According to Won't Back Down, the problem with the public school system is lazy unionized teachers. They don't want to work for a living, and they don't have to, and if you don't believe me, ask Philip Anschutz, who financed it, with money he inherited. (The movie was filmed under the title Still I Rise but either shame, or Maya Angelou's lawyers must have gotten in the way. They changed it to Learning to Fly -- really, they did -- before Won't Back Down. They would have eventually gone though all the other Tom Petty songs and gotten to Don't Do Me Like That, but I guess they ran out of time.) Viola Davis, who was so committed to her son's education in Doubt that she didn't mind if priests had sex with him, is back with more good ideas about fixing America's schools.

Skyfall

In which the head of the British secret service learns that the man who's blown up her office, and killed half a dozen people, is a former member of the British secret service. Called before a parliamentary commission to explain this fuck up, she learns -- while testifying -- that the former agent (whom she has had brought back to England) has killed more people and is coming to kill her. Rather than warn the people in the room, or leave, she recites a passage from Tennyson about old-time values. Her former employee arrives, kills many more people, and eventually her, too.

The Dark Knight Rises

In Reverseland, there are secret black torture sites in other countries, but the people whisked away to them tend to be millionaire socialites, and the people doing the whisking are the poor.

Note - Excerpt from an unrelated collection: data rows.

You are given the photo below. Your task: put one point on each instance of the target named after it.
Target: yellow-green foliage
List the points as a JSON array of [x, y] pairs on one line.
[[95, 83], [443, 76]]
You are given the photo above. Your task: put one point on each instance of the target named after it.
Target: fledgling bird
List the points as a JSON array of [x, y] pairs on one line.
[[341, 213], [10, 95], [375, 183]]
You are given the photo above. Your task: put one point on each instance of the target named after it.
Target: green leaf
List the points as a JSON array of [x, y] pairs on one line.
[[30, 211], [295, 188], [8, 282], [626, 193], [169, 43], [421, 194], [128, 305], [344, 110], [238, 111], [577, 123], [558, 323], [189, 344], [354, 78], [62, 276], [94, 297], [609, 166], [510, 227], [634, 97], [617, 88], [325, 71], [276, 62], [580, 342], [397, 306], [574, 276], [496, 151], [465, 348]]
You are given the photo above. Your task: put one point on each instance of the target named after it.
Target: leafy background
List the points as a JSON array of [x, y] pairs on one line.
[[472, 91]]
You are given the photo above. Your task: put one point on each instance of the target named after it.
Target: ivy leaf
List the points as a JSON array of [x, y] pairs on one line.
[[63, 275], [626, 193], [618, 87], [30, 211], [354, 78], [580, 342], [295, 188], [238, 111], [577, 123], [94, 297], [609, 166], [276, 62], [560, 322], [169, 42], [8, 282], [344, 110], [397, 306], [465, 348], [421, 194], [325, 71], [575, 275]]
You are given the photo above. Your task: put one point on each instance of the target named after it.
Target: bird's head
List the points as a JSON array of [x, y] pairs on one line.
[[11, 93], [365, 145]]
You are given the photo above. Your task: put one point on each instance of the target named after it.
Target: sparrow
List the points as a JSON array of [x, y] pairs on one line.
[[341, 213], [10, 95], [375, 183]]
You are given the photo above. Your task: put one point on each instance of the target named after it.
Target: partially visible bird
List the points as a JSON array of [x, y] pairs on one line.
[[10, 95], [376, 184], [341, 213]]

Held without trial, one millionaire socialite escapes, and leads a heroic charge of unarmed policemen against a heavily armed mob of well-organized street people. The street people, though they posses tanks and atomic weapons, engage the police in a fistfight.

Atlas Shrugged Part II

Some rich idiots lose millions of dollars making a message movie about how the brilliance of rich people is that they only do things for money. This is the sequel to that movie. It loses millions of dollars, too.

Red Dawn

North Korea (population 24 million) invades America. America's teenagers fight back, and after a series of crummy, cheap, bloodless battles that make the original Red Dawn look like Paths of Glory, steal a magic suitcase that will either destroy all Koreans or close that space portal from the Avengers, I forget. Highlight: After the North Koreans napalm the teenagers' mountain redoubt, the teens wander a desolate, smoldering hellscape, but even in the inevitable helicopter pullback shot you can still can still clearly make out Isabel Lucas' gleaming teeth.

Last Ounce of Courage

In rural Reverseland, Fred (the Hammer) Williamson and an ACLU-like organization have taken away everyone's right to celebrate Christmas, or even put up a Christmas tree in the town square. This makes Jennifer O'Neill -- I swear to God -- play more scenes in which she cries than scenes in which she doesn't cry. Meanwhile, an extremely dramatic -- if you know what I mean -- drama coach has taken Christ out of the high school Christmas pageant. The teens revolt and -- again, I swear to God -- trick him into a closet. Where he belongs. The teens put on their own Christmas show, building to a home video of one teen's father dying in either Iraq or Afghanistan (who cares, really?) seconds after explaining that he's fighting for the right to say "Merry Christmas." A wounded veteran in the audience leads a slow clap that builds and builds.

Act of Valor

International jihadists are kidnapping and torturing CIA agents, while planning to destroy America from their yachts and a Mexican milk factory. Not if the Navy Seals have anything to say about it!

2016: Obama's America

In election year 2004, the biggest documentary was Michael Moore's Fahrenheit 9/11, in which he made a powerful case that President Bush was responsible for everything bad in the world except sleep apnea and the high cost of printer ink. Everyone who was inclined to believe these things went to the movie and nodded so hard ushers needed extra time between shows to sweep up the dandruff. This year it was the other side's turn, and professional liar Dinesh D'Souza made 2016: Obama's America, starring himself, as he travelled the world asking, "Why am I such a tremulous little dormouse?" And: "Why does Obama hate America?" As with Fahrenheit, The choir was sung to, and the president won reelection anyway.